Moth chrysalis waiting out the winter
Just as spring seemed about to step into the garden another snowstorm has hit Tokyo. For Tokyo this is unheard of… four snowstorms in one winter. Something is definitely amiss in the planetary teacup.
Weeks have now gone by since I announced that I would go on hiatus and I think the decision to take the time away helped a lot with both figuring out what I want to do with my time and with the kind of relationship I want to have with computers and the internet. More than anything is the conviction that taking a lot of time to engage with the natural world must be a top priority in my life. It may not mean as much to other people, but ever since I can remember the natural world has been the defining element of what makes me happy and what brings a balance to my emotions and my understanding of what it means to be alive. Whenever I’ve been apart from natural things I’ve always felt unbalanced and always felt as if that necessary extension of myself that completes the feeling of “embodiment”, but which exists separately from my physical body, is missing. I am more than just myself, and just like a member of a community, my relationship to the natural world has always felt like a completion of parts. I honestly don’t think that individuals can find fulfillment in themselves alone; somehow the natural world, as we like to call it, but which I would rather call the “real” real world, acts as an engine for our identities as physical beings in a living community. Without the Earth we are incomplete, because the Earth itself is the summation of its vital parts.
The time away from the blog came in part from a major systems failure on the part of my former web host, losing all data and promptly going bankrupt.

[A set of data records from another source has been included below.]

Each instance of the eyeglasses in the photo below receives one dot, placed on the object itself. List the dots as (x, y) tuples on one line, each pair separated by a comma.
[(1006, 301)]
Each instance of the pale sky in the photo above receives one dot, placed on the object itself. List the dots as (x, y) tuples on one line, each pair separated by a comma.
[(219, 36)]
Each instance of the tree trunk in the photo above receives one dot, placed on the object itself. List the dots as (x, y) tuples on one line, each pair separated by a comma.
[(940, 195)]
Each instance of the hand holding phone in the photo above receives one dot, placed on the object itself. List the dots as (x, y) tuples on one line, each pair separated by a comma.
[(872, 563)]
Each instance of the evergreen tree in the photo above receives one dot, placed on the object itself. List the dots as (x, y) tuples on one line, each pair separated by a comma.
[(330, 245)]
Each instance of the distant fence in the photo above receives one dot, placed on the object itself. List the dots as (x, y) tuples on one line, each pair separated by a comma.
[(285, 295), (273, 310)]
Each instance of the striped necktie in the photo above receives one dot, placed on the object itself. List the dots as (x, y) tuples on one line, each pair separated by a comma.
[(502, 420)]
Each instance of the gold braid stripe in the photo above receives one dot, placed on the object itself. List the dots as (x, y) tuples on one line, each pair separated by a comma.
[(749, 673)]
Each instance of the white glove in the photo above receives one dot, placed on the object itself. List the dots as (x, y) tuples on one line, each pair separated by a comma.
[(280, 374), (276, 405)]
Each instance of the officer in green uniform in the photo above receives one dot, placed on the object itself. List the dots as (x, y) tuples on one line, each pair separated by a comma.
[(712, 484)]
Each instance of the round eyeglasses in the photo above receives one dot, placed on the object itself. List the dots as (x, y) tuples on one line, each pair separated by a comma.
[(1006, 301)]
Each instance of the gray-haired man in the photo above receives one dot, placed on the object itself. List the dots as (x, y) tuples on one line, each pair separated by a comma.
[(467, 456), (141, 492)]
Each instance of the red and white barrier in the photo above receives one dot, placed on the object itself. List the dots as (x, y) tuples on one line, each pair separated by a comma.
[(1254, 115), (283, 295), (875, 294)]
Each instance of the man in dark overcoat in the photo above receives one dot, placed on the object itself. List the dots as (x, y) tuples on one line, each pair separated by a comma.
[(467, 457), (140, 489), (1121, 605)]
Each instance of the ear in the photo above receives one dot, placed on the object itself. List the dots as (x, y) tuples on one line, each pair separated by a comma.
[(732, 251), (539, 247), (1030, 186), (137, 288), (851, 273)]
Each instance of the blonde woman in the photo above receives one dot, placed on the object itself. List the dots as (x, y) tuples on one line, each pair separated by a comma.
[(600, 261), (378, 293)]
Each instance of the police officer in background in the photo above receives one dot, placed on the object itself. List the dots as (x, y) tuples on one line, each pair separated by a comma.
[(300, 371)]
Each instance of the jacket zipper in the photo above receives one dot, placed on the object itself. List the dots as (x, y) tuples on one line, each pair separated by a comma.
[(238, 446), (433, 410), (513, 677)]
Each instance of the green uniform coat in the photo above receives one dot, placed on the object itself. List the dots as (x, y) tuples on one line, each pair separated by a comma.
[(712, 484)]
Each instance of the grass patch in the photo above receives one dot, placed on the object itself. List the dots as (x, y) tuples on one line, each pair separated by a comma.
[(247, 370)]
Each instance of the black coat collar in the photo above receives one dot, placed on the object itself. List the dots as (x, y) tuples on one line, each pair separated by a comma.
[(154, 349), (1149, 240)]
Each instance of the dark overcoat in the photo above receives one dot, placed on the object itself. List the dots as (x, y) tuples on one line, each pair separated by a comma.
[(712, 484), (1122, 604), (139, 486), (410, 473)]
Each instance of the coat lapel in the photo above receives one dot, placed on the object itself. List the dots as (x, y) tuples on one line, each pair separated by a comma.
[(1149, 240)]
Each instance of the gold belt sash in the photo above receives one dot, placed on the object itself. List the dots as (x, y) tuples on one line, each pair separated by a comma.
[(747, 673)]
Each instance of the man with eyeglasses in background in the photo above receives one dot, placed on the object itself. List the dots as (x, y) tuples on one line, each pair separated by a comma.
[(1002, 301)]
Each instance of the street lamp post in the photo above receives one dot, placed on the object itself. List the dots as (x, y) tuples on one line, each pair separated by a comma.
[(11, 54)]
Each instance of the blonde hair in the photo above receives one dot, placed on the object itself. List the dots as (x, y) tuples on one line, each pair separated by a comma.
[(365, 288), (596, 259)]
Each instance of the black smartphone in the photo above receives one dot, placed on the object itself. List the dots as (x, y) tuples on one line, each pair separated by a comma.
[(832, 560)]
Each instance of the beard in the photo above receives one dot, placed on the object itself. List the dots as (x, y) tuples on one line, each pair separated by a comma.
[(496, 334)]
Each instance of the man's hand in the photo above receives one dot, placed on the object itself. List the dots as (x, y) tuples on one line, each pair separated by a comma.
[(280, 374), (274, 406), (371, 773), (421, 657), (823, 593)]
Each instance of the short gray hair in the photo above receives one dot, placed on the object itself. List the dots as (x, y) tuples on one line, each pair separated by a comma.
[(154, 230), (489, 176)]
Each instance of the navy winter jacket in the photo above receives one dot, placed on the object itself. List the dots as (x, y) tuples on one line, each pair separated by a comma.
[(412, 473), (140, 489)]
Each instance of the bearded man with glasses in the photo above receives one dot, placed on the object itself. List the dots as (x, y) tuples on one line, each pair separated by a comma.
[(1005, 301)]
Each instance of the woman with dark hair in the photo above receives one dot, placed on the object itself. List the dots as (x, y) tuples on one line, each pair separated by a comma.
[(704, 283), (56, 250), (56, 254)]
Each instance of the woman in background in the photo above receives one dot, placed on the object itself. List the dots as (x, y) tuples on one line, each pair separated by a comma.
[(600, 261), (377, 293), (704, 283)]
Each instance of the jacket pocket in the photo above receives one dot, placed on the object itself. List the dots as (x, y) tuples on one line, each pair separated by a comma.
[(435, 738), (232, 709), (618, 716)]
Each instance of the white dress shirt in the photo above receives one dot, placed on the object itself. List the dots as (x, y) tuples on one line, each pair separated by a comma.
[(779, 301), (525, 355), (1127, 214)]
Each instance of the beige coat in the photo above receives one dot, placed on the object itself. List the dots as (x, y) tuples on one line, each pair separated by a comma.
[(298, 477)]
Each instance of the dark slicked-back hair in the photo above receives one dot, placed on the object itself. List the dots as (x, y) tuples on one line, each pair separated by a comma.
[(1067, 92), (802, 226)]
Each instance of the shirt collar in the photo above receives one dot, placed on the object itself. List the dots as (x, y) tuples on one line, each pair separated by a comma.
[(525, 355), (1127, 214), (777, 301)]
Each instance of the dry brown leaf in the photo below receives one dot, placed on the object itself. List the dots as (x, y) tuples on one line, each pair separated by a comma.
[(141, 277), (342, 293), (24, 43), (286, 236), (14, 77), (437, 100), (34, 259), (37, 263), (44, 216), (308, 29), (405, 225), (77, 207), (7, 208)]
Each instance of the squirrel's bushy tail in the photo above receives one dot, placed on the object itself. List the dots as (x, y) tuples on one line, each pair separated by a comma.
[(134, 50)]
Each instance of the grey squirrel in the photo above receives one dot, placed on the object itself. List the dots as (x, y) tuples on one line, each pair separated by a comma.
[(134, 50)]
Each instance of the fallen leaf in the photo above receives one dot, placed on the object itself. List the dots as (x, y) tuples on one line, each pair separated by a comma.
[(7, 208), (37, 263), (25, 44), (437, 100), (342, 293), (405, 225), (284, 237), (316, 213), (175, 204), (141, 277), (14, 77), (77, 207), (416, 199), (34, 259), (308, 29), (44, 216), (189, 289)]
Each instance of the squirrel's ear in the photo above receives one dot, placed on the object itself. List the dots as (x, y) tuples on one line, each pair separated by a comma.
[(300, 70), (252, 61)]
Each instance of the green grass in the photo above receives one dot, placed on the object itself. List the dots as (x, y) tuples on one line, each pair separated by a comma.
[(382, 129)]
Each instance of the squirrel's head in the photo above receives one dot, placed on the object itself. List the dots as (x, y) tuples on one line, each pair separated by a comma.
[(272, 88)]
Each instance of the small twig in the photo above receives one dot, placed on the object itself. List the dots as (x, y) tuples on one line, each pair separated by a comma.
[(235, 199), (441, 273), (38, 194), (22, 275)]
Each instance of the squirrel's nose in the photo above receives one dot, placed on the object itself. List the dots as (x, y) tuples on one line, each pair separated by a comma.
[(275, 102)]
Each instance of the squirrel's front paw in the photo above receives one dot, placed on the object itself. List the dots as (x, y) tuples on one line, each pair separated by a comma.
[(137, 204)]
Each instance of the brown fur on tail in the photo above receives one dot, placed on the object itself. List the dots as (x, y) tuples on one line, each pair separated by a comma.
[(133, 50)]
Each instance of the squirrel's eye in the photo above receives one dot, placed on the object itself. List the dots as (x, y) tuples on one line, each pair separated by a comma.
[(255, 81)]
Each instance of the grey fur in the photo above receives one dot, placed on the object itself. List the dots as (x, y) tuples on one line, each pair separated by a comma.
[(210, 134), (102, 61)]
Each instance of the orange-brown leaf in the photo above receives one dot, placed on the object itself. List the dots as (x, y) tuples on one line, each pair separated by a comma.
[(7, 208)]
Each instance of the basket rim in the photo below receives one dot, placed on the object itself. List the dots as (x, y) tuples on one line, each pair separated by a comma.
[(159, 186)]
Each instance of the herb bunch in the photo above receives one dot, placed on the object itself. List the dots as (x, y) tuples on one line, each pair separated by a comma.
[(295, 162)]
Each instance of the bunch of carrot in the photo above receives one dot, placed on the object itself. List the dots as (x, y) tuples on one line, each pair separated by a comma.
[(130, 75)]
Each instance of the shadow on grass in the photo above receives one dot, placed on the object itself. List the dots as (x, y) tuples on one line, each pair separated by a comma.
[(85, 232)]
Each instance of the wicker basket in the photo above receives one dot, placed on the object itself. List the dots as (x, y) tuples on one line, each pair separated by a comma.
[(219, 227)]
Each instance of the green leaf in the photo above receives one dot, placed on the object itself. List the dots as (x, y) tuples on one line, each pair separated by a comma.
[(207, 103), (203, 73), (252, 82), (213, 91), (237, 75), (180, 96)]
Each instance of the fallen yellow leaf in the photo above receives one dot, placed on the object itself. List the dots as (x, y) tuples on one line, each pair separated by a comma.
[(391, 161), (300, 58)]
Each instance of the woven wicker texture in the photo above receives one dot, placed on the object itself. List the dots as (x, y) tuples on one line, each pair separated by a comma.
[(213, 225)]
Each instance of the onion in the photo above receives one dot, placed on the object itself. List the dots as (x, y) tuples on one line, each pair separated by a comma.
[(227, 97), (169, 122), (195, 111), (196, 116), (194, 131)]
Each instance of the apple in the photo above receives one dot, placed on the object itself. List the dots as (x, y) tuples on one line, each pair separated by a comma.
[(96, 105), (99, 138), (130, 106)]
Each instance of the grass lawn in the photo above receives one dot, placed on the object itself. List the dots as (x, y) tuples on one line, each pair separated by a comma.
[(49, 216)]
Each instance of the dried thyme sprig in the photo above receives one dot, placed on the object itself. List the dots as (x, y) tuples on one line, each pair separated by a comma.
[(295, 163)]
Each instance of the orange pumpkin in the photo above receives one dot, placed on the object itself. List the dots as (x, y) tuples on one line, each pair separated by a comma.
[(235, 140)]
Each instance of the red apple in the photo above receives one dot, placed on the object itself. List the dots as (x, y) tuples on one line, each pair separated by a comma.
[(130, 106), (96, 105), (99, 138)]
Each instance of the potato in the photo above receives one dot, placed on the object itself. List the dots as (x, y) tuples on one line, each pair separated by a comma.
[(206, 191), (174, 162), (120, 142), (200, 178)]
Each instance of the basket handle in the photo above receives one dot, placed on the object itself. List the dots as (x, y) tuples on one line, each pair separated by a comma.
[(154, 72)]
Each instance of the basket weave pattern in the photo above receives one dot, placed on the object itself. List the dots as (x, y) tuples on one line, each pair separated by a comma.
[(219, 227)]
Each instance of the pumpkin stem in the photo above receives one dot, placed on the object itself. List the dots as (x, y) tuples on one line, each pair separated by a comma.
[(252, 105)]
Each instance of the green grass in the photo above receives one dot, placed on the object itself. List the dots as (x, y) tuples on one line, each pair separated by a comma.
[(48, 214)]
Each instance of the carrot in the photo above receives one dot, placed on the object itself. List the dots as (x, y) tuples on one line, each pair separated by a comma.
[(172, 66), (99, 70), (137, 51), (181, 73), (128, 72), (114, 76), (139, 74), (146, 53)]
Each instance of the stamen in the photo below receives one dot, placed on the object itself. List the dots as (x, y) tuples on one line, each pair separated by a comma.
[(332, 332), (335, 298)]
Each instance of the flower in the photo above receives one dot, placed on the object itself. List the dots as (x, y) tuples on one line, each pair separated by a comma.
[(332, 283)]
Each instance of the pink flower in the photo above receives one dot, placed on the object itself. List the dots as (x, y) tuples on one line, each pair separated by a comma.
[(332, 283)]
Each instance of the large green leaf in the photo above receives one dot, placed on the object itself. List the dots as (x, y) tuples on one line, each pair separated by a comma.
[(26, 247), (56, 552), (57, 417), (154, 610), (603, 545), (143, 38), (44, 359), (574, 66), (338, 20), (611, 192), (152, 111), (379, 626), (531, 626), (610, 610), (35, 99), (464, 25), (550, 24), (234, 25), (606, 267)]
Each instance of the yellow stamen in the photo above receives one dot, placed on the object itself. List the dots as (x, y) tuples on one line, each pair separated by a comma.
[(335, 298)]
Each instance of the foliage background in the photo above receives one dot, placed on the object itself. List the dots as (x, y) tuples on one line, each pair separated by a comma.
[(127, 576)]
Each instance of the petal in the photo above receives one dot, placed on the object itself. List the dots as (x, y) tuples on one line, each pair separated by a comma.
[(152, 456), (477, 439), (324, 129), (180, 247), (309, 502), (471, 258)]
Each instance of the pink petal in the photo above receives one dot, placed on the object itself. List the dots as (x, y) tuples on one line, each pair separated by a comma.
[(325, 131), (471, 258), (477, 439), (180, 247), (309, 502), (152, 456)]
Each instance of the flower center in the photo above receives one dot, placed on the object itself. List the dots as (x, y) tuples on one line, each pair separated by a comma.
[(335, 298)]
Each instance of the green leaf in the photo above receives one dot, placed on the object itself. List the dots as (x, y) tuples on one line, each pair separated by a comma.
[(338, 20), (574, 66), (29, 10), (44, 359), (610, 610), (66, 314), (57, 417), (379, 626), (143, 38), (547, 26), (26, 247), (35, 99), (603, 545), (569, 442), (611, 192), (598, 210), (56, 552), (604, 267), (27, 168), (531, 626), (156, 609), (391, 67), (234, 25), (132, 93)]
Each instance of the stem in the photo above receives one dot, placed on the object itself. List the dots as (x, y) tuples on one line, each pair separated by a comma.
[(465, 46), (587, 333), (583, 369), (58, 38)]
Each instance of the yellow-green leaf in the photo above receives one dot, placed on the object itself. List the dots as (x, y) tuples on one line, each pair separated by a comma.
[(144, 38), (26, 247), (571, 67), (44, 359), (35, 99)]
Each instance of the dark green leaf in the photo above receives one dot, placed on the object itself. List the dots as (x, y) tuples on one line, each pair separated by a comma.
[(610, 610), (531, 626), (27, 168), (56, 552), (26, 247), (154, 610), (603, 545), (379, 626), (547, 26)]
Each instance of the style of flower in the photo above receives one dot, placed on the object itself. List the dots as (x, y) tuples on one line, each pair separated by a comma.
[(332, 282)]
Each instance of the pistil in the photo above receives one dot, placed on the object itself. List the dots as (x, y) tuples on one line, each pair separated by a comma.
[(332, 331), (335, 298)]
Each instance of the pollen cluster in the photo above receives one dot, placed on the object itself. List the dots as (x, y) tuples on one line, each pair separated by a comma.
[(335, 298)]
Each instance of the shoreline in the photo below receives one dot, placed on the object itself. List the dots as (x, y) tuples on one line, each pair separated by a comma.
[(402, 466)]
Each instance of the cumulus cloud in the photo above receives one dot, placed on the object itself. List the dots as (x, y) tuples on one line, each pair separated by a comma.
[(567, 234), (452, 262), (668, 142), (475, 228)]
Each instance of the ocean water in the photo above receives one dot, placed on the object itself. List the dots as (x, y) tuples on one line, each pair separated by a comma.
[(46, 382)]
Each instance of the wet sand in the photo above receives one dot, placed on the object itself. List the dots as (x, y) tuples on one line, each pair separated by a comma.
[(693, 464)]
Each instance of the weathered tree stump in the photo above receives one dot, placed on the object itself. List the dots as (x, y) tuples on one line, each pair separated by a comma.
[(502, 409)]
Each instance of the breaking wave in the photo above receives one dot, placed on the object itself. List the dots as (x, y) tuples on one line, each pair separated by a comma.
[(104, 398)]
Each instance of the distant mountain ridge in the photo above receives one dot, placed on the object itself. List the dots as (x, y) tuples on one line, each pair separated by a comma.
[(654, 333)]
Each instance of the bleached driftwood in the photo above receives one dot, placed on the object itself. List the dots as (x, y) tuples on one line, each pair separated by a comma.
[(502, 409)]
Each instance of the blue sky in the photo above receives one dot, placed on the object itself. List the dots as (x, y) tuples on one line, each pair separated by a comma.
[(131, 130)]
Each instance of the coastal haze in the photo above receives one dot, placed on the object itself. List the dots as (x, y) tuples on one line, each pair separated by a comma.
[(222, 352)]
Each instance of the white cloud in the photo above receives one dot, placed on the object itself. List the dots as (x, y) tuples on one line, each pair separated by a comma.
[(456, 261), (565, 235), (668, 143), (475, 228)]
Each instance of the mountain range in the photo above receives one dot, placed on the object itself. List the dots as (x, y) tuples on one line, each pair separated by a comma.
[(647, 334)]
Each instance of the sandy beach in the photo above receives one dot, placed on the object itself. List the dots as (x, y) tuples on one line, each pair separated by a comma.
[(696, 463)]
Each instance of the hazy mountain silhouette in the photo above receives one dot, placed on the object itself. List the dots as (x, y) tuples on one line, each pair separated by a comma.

It all happened last November, with a failure to notify me. So one morning in January, when I tried to log on to the blog to do maintenance on spam and outdated links, there was nothing there. It’s taken me all this time to get the basics back on line, most of it in the form of manually writing in all the old entries from seven months ago. This was all made possible by a happy coincidence of using ecto for the offline blog writing. (for anyone who uses ecto… and in my case the Mac version… and needing to retrieve lost old blog entries, just go into your home/library/application support/ecto/entrydata.plist file and you will find all the post data there. Unfortunately the whole retrieval procedure must be done by hand, which takes a lot of time) I was able to get back all the old entries, though I lost all the wonderful comments that went along with them.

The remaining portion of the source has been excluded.